Affinity Propagation clustering of VA counties and independent cities
For the final assignment of the fourth course in my Master's degree program for Northcentral University, I was instructed to correlate two or more otherwise unrelated datasets and generate some new knowledge. In a previous course I had looked at COVID-19 cases in Virginia along with county demographic information and political affiliation data for votes from the 2019 House of Delegates election to see if there was a correlation between political affiliation and COVID-19 cases in mid summer 2020. For that course, only a brief proposal was required.

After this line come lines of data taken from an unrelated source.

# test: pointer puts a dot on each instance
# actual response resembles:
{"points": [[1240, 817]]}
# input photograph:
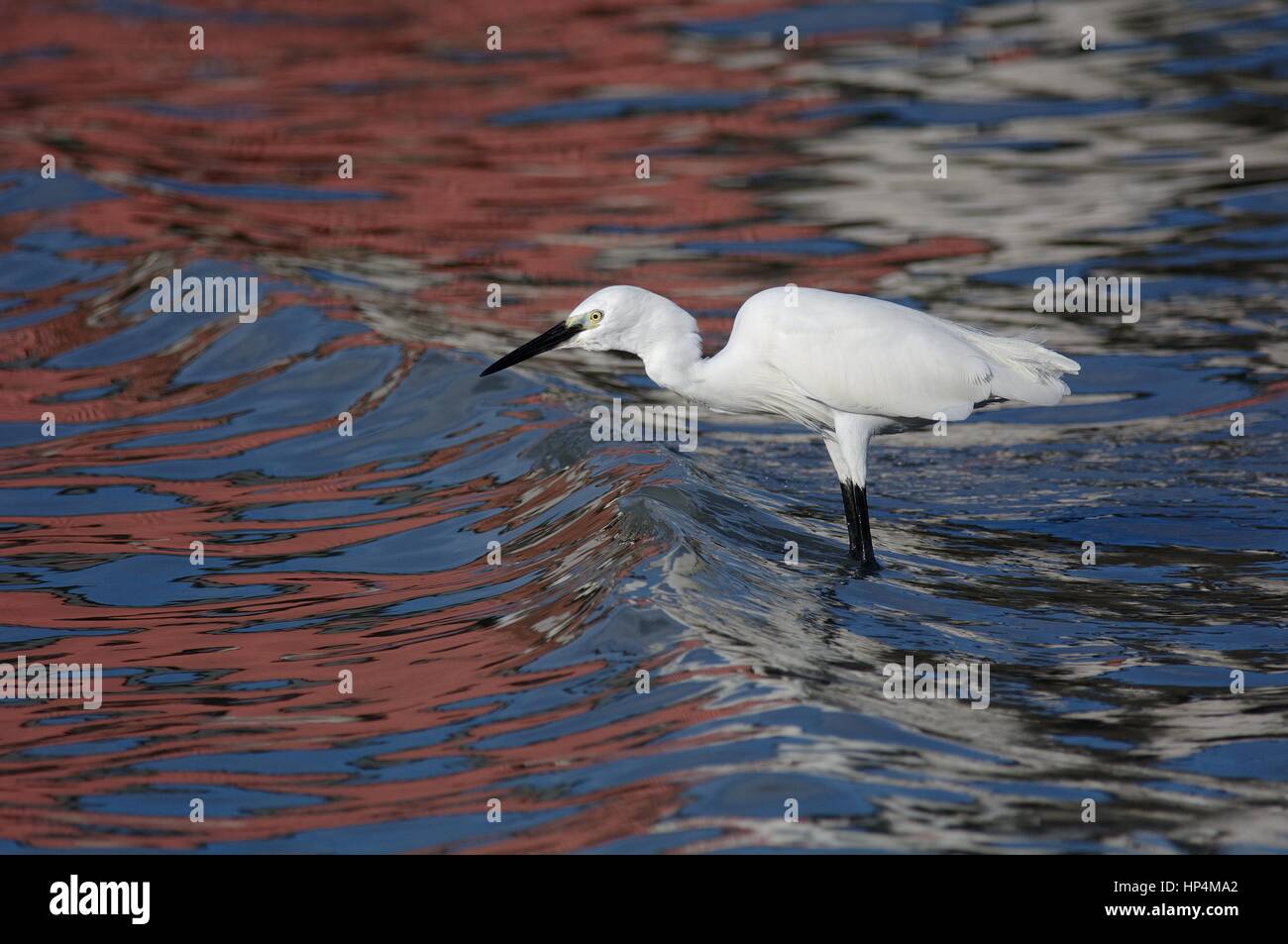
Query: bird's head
{"points": [[617, 318]]}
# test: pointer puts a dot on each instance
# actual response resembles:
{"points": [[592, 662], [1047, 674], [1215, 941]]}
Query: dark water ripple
{"points": [[518, 682]]}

For this course, I used similar datasets for COVID-19 cases in Virignia, demographic information, and votes for president in the 2020 general election to see if I could cluster Virginia counties and independent cities based on those characteristics. Polling data suggested that political affiliation and other demographic features such as race, age, and income influenced people's willingness to get a COVID-19 vaccine. The new knowledge I wanted to generate was a clustering of Virginia's counties and independent cities based on demographic and political characteristics for some hypothetical marketing department to take and develop a vaccine promotion campaign.
Affinity Propagation clustering is an unsupervised learning technique that determines the optimum number of clusters based on the data. Messages are sent between all pairs of data points to determine how similar each point is to another and whether any one point might be considered an exemplar of another. Clusters are data points that share an exemplar data point.
The four notebooks in this repository show the cleaning process for each of the four datasets I used, the collating process, the affinity propagation clustering, and the additional exploration of the resulting clusters by certain target characteristics. The target characteristics were based on national polling data showing who was less willing to get a vaccine (younger people, lower income people, Black Americans, Republicans), population density, and actual number of reported cases per county or independent city.
The four datasets are the COVID-19 cases as reported by the Virginia Department of Health to the public as of December 20, 2020; the votes for president in the November 3, 2020 general election as reported by the Virginia department of Elections; poverty data from the US Census Bureau's Small Area Income and Poverty Estimates for 2019; and age, racial, and rural population data from the 2020 County Health Rankings which pulled from the US Census PopulationEstimate for 2018.